Om daar het hoofd aan te bieden, krijgt de Soedanese overheid hulp van (onder andere) de Europese Unie, die een fonds vrijmaakte om de situatie voor vluchtelingen en migranten in Soedan te verbeteren en te controleren. In het kader van het zogenaamde Khartoum Process werd een noodfonds vrijgemaakt om mensensmokkel en illegale migratie vanuit Oost-Afrika aan te pakken. Op die manier heeft de Europese Commissie reeds 121 miljoen euro aan Soedan gegeven, verdeeld over dertien programma’s.

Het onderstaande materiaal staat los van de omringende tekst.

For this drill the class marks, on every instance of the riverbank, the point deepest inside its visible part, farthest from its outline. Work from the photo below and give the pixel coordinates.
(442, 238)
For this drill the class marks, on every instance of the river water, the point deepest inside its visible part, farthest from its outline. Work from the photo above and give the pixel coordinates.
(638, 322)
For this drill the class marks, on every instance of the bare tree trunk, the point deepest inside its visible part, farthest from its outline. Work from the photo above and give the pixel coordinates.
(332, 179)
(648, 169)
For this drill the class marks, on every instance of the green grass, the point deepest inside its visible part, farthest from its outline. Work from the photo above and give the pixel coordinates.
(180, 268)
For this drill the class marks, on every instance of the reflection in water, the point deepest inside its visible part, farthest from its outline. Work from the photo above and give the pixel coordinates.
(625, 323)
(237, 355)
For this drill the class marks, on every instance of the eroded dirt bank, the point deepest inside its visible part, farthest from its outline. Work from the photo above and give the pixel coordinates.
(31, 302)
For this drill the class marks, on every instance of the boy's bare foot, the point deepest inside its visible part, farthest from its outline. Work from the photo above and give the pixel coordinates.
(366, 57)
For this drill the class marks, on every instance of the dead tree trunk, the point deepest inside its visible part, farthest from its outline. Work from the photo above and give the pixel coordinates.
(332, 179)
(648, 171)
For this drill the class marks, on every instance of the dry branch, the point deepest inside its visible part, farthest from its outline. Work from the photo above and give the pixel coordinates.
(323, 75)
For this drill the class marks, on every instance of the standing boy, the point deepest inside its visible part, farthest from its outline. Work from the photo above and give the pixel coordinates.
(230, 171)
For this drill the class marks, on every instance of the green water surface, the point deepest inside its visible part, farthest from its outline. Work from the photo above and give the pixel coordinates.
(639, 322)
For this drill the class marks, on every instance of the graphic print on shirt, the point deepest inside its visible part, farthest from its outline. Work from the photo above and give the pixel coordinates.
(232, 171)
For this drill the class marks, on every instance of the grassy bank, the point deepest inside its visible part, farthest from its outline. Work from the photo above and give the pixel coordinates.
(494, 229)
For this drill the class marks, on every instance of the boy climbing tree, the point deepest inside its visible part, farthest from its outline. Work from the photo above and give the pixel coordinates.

Dat is niet het enige Europese geld dat zijn weg vindt naar Soedan. Het land krijgt ook nog fondsen van een rist andere Europese programma’s die onder andere de voedselzekerheid, de mensenrechten en de democratie moeten bestendigen.

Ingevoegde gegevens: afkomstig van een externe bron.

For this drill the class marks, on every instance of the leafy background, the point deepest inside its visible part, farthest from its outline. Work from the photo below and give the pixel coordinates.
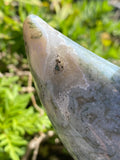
(25, 130)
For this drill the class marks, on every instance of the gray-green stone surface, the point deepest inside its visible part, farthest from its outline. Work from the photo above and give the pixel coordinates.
(79, 90)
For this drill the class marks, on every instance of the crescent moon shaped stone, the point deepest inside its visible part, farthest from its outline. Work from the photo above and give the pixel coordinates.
(79, 90)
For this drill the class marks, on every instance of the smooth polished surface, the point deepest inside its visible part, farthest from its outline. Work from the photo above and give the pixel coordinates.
(80, 91)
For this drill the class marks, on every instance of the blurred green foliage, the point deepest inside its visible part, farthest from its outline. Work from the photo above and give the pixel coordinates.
(91, 23)
(17, 122)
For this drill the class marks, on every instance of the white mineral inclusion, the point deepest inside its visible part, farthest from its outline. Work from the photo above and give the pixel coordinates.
(55, 45)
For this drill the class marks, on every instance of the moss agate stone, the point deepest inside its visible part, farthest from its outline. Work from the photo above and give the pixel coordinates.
(79, 90)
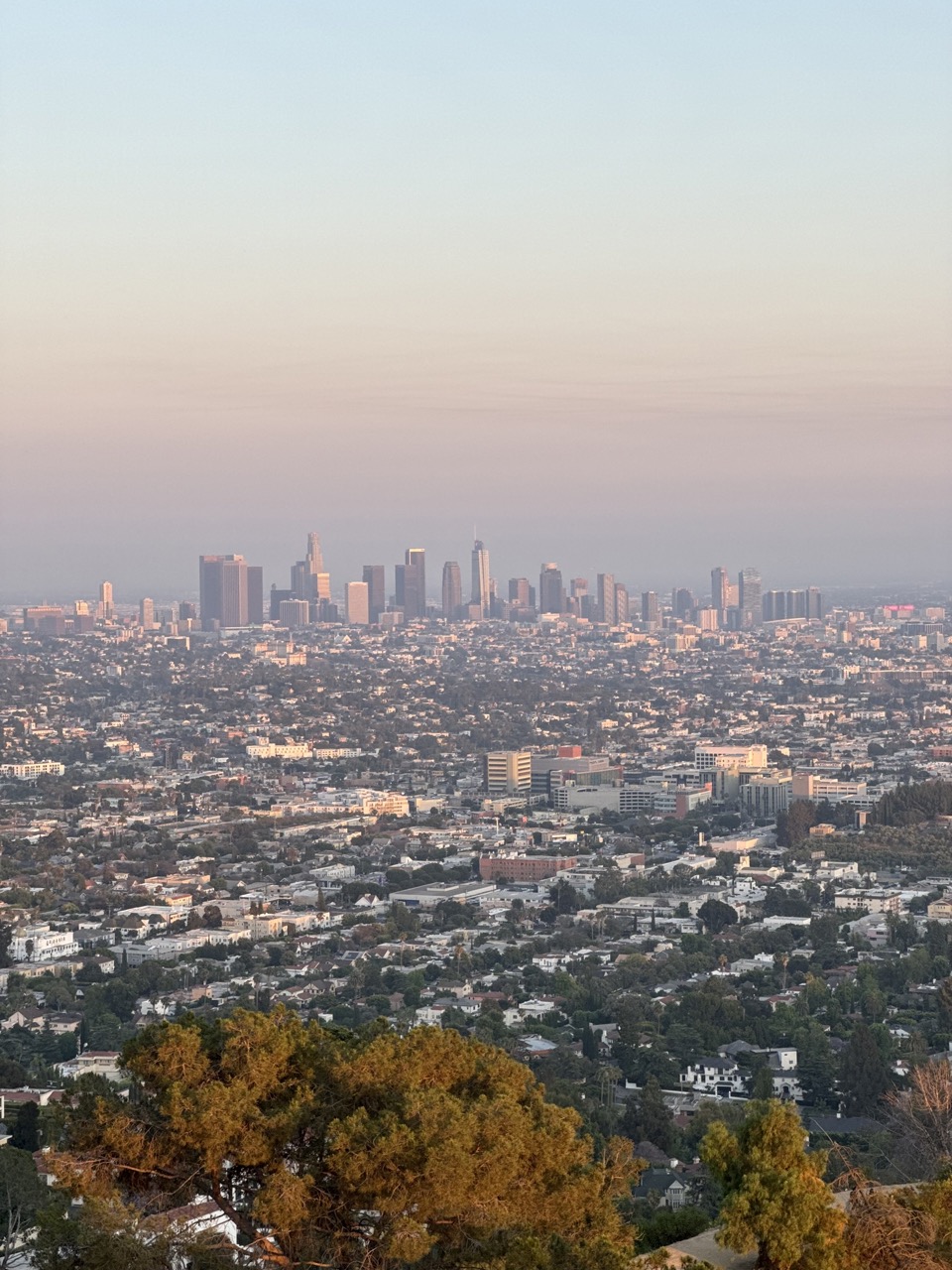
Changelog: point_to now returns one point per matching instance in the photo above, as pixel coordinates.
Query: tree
(349, 1150)
(22, 1194)
(26, 1130)
(648, 1118)
(920, 1119)
(865, 1076)
(107, 1236)
(589, 1044)
(775, 1201)
(716, 915)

Middelen om te onderdrukken

Waar al dat geld voor gebruikt wordt? Een deel alvast om de grensbewaking en registratie van vluchtelingen te verbeteren, zodat migratie beter gecontroleerd kan worden – toch een van de kernvoorwaarden die aan de geldsom verbonden zijn.  

Probleem: in de praktijk wordt de bewaking van de Soedanese grenzen in afgelegen gebieden vaak uitgevoerd door de beruchte Rapid Support Forces, een door de staat ingelijfde uitloper van de Janjaweed-milities die in Darfoer onder andere etnische zuiveringen uitvoerden. Bovendien trekt de mensenrechtenorganisatie Human Rights Watch (HRW) al jaren aan de alarmbel over folteringen in vluchtelingenkampen door Soedanese instanties.

De EU beweert dat die RSF “geen voordeel ondervinden (...) van directe of indirecte steun onder welk project dan ook dat betaald wordt door de EU", de vraag is of het die claim ook hard kan maken. Dat het de ontwikkelings­programma’s van EU-lidstaten, ngo’s en VN-agentschappen zijn die die programma’s uitvoeren, zou als garantie moeten dienen, net zoals “geen fondsen (…) via Soedans regeringsstructuren gekanaliseerd worden”.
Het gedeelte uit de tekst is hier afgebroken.